Tidyverse R package

Posted on December 23, 2018 by swk

library(tidyverse)

Tidyverse is a collection of R packages for the comfortable cleanup of data. Loading the package tidyverse will laod the core tidyverse packages: tibble, tidyr, readr, purrr, and dplyr. You can of course also load each package individually.

Intro

Tidyverse is optimized for interactive workflow with data
Each function does one thing easy and well
Basic idea: action(data, some_arguments) or data %>% action(some_arguments)
Everything works with tibbles
Web page: http://tidyverse.org/
Workshop page (withe example scripts): http://bodowinter.com/carpentry/index.html

Core packages

tibble

A modern version of dataframes
The first argument of every tidyverse function and what every tidyverse function returns
Tibbles use characters instead of factors for texts
Tibbles have nicer printout than normal dataframes: show data type of columns, number of rows, only the first few rows/columns not all of the data

 mynames <- c('bla', 'jkl', 'xyz', 'asdf', 'asdf')
 age <- c(NA, 30, 20, 25, 18)
 pre <- round(rnorm(length(mynames)), 2)
 post <- round(rnorm(length(mynames)), 2)
 mydata <- tibble(mynames, age, pre, post)  # create tibble from data
 mydf <- data.frame(mynames, age, pre, post)
 as_tibble(mydf)  # convert data frame into tibble

readr

Does the same as read.csv from base R, it reads a csv file
Faster
Automatically creates tibbles
Progress bar for big files

 read_csv('somefile.csv')

tidyr

A data frame is a rectangular array of variables (columns) and observations (rows)
A tidy data frame is a data frame where…
** Each variable is in a column.
** Each observation is a row.
** Each value is a cell.
Wide format: a row has many entries for observations, e.g., time-series in columns T0, T1, T2, …
Long format: each observation is a separate row, time is a new column, e.g., row1 is T0, row2 is T1, row3 is T2
Two functions: gather() to convert from wide format to long format and spread() to convert from wide format to long format

 # Convert to long format, so that every observation is one row,
 # with either the text 'pre' or 'post' in the column 'exam'
 # and the value that was in pre or post now in the column 'score'
 tidydf <- gather(mydata, exam, score, pre:post)
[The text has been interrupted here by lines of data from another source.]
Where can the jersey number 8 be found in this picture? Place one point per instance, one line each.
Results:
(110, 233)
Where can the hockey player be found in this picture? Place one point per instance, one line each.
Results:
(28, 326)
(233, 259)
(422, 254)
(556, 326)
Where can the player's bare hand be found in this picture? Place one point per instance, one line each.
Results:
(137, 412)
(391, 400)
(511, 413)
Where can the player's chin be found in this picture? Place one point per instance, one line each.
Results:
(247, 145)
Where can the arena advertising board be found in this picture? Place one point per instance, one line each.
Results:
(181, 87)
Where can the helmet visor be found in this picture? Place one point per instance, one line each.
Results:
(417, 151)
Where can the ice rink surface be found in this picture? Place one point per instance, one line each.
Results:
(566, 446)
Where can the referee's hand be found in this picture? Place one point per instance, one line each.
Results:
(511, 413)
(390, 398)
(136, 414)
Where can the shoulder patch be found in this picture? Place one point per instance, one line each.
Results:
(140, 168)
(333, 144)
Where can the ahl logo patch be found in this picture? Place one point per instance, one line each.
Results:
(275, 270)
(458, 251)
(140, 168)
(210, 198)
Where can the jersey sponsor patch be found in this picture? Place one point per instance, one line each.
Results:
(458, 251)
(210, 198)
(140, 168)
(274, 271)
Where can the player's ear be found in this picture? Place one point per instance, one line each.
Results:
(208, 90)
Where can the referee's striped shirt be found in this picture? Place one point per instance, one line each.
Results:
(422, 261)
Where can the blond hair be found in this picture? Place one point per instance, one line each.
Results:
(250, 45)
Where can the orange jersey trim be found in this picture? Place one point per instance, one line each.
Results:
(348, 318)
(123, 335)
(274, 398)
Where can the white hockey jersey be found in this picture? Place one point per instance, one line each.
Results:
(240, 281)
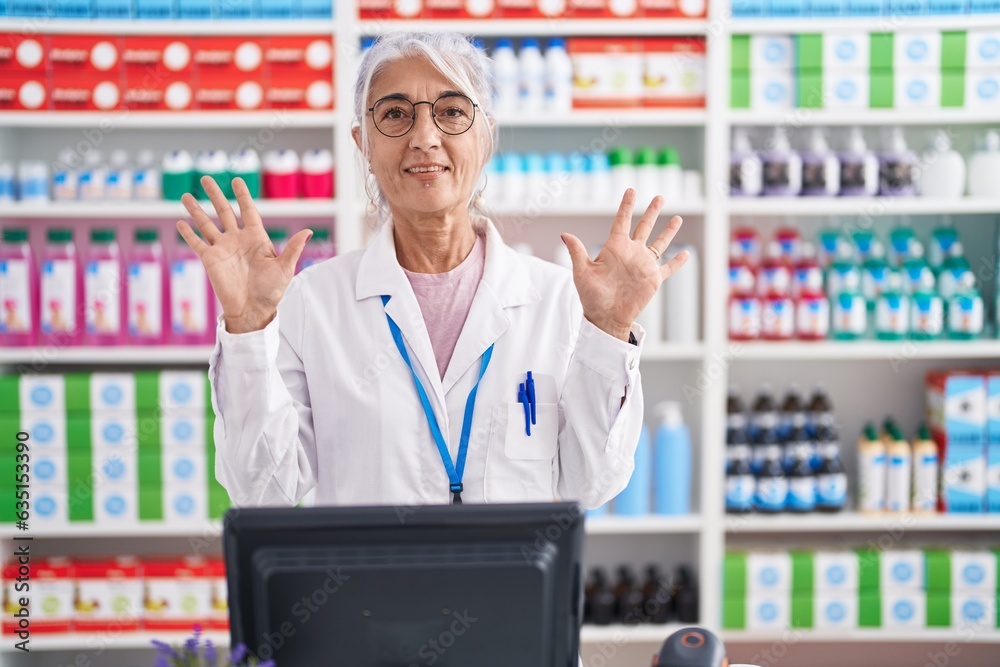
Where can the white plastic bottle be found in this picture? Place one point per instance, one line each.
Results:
(507, 77)
(532, 69)
(558, 77)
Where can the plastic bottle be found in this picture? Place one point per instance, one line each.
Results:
(317, 174)
(966, 315)
(984, 168)
(896, 166)
(925, 472)
(899, 459)
(507, 73)
(858, 167)
(636, 498)
(93, 178)
(147, 181)
(558, 77)
(532, 77)
(746, 169)
(782, 166)
(120, 177)
(18, 290)
(178, 175)
(871, 471)
(943, 170)
(672, 460)
(145, 290)
(820, 167)
(192, 301)
(61, 290)
(104, 290)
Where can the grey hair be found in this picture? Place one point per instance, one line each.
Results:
(452, 54)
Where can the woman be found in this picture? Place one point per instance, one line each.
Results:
(399, 374)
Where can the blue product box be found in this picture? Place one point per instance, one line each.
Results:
(155, 9)
(194, 9)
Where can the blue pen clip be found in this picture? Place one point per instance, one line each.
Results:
(522, 398)
(530, 388)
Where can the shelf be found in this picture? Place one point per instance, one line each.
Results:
(108, 120)
(810, 117)
(101, 356)
(862, 206)
(46, 26)
(890, 351)
(644, 525)
(556, 27)
(851, 522)
(609, 118)
(290, 208)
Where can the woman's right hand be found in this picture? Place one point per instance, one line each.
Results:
(248, 276)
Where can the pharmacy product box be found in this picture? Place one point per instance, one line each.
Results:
(178, 593)
(606, 72)
(23, 53)
(674, 72)
(772, 52)
(108, 594)
(50, 595)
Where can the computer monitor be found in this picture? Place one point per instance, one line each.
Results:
(450, 585)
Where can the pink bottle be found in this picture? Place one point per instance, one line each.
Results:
(281, 174)
(18, 290)
(317, 174)
(191, 299)
(318, 248)
(61, 290)
(146, 290)
(103, 290)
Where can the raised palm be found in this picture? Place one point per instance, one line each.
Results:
(248, 276)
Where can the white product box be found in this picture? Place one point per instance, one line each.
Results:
(769, 572)
(772, 89)
(768, 611)
(42, 393)
(916, 88)
(904, 609)
(182, 390)
(771, 52)
(846, 89)
(846, 50)
(982, 89)
(982, 48)
(112, 391)
(835, 610)
(835, 571)
(902, 570)
(974, 571)
(917, 49)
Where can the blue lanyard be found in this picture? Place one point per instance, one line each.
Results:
(457, 470)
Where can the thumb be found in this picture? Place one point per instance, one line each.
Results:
(577, 251)
(290, 255)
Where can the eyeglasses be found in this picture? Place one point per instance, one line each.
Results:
(453, 113)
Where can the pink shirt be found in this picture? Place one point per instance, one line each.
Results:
(445, 300)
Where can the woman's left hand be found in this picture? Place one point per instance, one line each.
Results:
(615, 286)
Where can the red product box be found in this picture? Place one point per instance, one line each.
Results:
(85, 92)
(229, 56)
(175, 93)
(227, 93)
(85, 54)
(301, 91)
(49, 591)
(108, 594)
(23, 53)
(24, 91)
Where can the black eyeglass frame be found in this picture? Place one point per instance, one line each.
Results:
(413, 118)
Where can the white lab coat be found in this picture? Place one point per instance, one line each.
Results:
(322, 398)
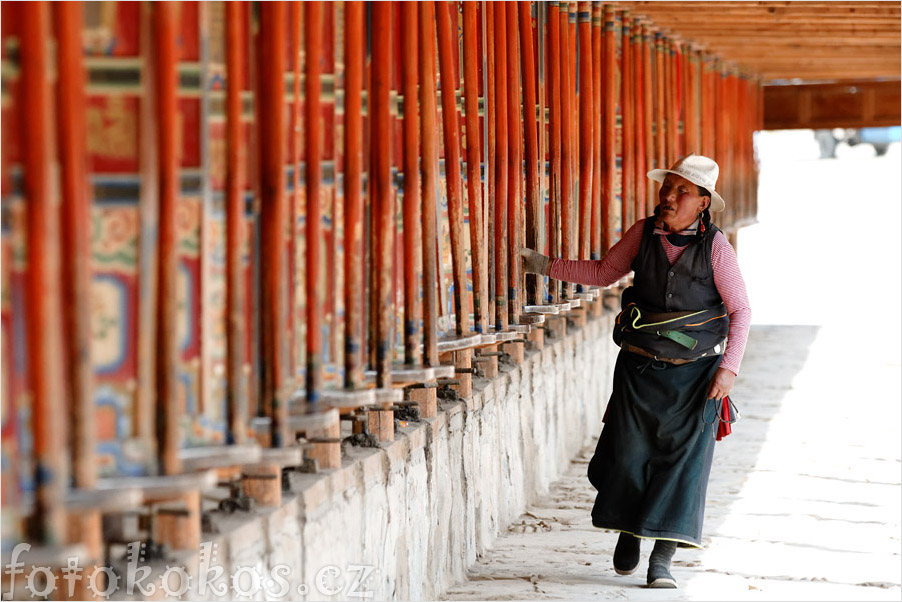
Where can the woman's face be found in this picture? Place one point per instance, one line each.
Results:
(680, 202)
 # From tidydf create the same thing back that we had in mydata (wide format)
 spread(tidydf, exam, score)

Easily split columns with separate() and merge with unite()
court # tibble with lots of comma-separated text in one column ‘text’
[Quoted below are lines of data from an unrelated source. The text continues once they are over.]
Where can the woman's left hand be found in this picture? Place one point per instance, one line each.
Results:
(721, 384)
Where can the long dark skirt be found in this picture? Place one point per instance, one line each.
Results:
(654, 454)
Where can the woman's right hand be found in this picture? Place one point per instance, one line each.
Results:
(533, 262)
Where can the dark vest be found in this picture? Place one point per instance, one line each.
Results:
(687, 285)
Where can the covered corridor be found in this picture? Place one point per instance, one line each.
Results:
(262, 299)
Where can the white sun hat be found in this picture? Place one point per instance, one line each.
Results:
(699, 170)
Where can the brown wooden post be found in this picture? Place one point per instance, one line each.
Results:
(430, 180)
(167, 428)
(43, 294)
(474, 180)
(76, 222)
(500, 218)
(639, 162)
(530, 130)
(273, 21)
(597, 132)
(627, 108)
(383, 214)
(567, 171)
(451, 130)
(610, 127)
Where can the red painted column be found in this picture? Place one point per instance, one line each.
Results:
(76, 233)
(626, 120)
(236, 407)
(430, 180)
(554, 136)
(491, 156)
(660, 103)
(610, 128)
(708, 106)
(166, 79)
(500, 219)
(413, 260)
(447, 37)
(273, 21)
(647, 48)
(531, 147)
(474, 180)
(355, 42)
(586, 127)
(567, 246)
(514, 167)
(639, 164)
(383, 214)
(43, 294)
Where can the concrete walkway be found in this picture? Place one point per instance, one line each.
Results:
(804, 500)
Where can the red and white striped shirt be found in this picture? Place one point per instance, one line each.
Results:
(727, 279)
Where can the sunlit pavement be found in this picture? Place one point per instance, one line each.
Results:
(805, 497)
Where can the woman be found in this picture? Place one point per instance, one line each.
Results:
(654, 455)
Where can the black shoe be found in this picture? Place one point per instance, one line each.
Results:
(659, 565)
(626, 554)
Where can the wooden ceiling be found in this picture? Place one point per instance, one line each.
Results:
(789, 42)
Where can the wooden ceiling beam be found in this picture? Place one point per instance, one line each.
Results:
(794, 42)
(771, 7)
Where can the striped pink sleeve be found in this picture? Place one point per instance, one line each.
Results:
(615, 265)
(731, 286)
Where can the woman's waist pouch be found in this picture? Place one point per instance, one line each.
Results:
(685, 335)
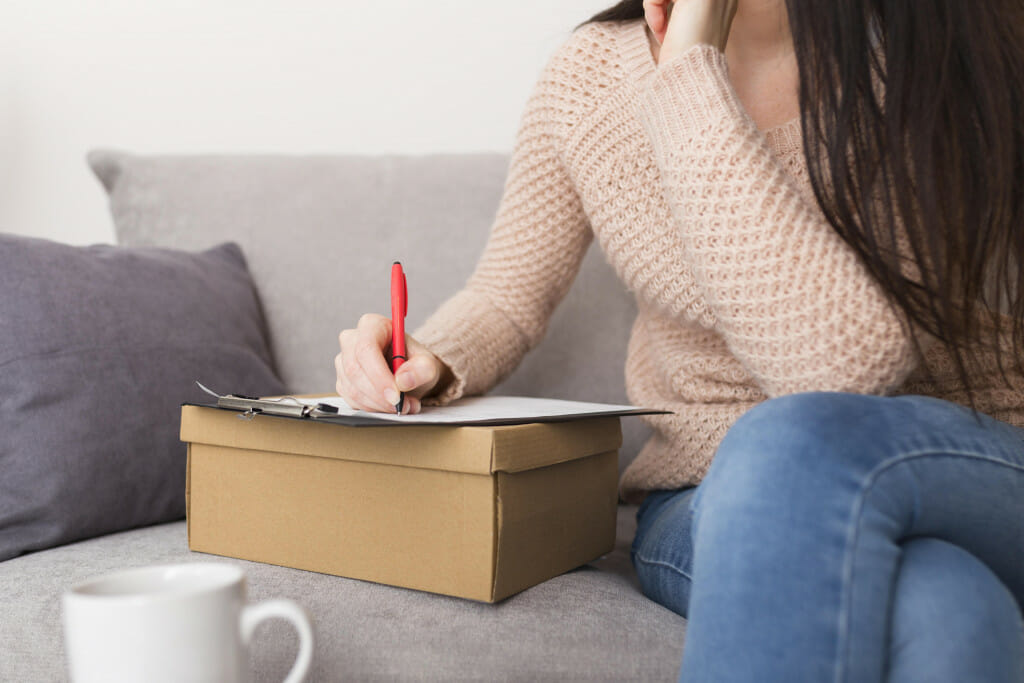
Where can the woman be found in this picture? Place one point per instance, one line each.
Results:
(818, 207)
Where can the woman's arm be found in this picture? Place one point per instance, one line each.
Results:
(538, 241)
(792, 300)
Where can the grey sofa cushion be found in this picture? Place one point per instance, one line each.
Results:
(321, 232)
(588, 625)
(98, 347)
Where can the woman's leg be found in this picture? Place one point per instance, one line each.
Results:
(952, 620)
(663, 548)
(798, 528)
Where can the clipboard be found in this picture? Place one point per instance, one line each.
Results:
(455, 415)
(288, 407)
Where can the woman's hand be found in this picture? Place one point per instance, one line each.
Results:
(365, 378)
(680, 25)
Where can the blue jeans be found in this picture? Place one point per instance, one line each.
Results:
(846, 538)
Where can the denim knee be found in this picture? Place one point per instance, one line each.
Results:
(952, 617)
(781, 437)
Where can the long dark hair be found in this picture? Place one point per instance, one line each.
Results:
(912, 119)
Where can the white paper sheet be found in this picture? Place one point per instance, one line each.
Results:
(487, 409)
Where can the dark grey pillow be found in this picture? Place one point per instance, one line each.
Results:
(98, 348)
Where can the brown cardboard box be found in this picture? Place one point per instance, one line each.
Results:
(476, 512)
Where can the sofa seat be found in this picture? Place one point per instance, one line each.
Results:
(589, 625)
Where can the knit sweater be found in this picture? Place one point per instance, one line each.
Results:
(744, 291)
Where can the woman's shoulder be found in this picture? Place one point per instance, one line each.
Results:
(596, 56)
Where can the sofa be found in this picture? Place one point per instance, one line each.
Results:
(318, 235)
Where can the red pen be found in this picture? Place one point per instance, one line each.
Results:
(399, 306)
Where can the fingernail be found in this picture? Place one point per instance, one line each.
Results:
(406, 381)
 # Split it into 14 columns with the names A-N, 
 # Convert = True -> try to guess the datatypes, otherwise everything would be characters
 court <- separate(court, text, into = LETTERS[1:14], convert = T)

 # Put columns B, C and D into one column 'condition'
 court <- unite(court, condition, B, C, D)

dplyr

Filter rows with filter()

 filter(mydata, !is.na(age), pre>0, !duplicated(mynames))
 filter(mydata, mynames %in% c('jkl', 'bla'))
 filter(mydata, post > pre)

Select columns with select()

 select(mydata, pre) # select a column
 select(mydata, -pre) # select everything besides this column
 select(mydata, age:pre) # select all columns between pre and post
 select(mydata, -(pre:post)) # select all columns besides those between pre and post
 select(mydata, pre:post, age, mynames) # select and reorder

Sort a tibble by a column with arrange()

 arrange(mydata, desc(age), pre) # sort by age (descending), then by pre

Rename one or more columns with rename()

 rename(mydata, newname=pre, othernew=post)
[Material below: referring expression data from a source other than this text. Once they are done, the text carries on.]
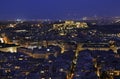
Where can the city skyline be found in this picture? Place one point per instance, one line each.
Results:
(63, 9)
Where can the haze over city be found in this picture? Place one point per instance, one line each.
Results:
(57, 9)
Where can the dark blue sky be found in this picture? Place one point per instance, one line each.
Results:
(53, 9)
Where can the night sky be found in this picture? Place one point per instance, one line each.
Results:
(57, 9)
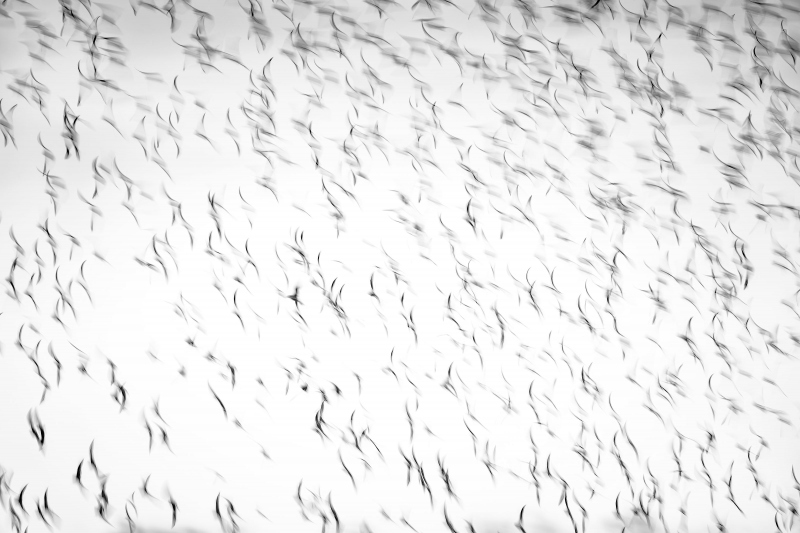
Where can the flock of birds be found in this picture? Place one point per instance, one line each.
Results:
(377, 266)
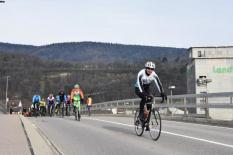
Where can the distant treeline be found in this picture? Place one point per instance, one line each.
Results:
(105, 81)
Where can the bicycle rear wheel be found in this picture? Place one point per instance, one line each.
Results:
(139, 128)
(155, 124)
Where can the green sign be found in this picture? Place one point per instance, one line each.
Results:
(223, 69)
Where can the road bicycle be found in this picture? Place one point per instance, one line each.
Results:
(51, 109)
(151, 119)
(76, 105)
(63, 108)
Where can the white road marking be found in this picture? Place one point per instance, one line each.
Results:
(220, 127)
(170, 133)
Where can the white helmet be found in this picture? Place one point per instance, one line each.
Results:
(150, 64)
(76, 86)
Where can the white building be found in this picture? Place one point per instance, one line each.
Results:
(214, 66)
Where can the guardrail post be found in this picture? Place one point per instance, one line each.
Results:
(207, 107)
(185, 107)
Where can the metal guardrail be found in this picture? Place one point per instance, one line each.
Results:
(187, 103)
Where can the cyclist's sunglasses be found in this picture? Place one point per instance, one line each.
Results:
(150, 68)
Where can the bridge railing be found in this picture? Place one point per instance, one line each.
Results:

Add new columns with mutate() and transmute()

 mutate(mydata, 
        diff = pre-post, 
        diff = diff*2, 
        diff_c = diff-mean(diff, na.rm=T))
 mutate(mydata, gender = ifelse(mynames == 'jkl', 'F', 'M'))
 # transmute does the same, but returns only newly defined columns
 transmute(mydata,  diff = pre-post,  diff2 = diff*2)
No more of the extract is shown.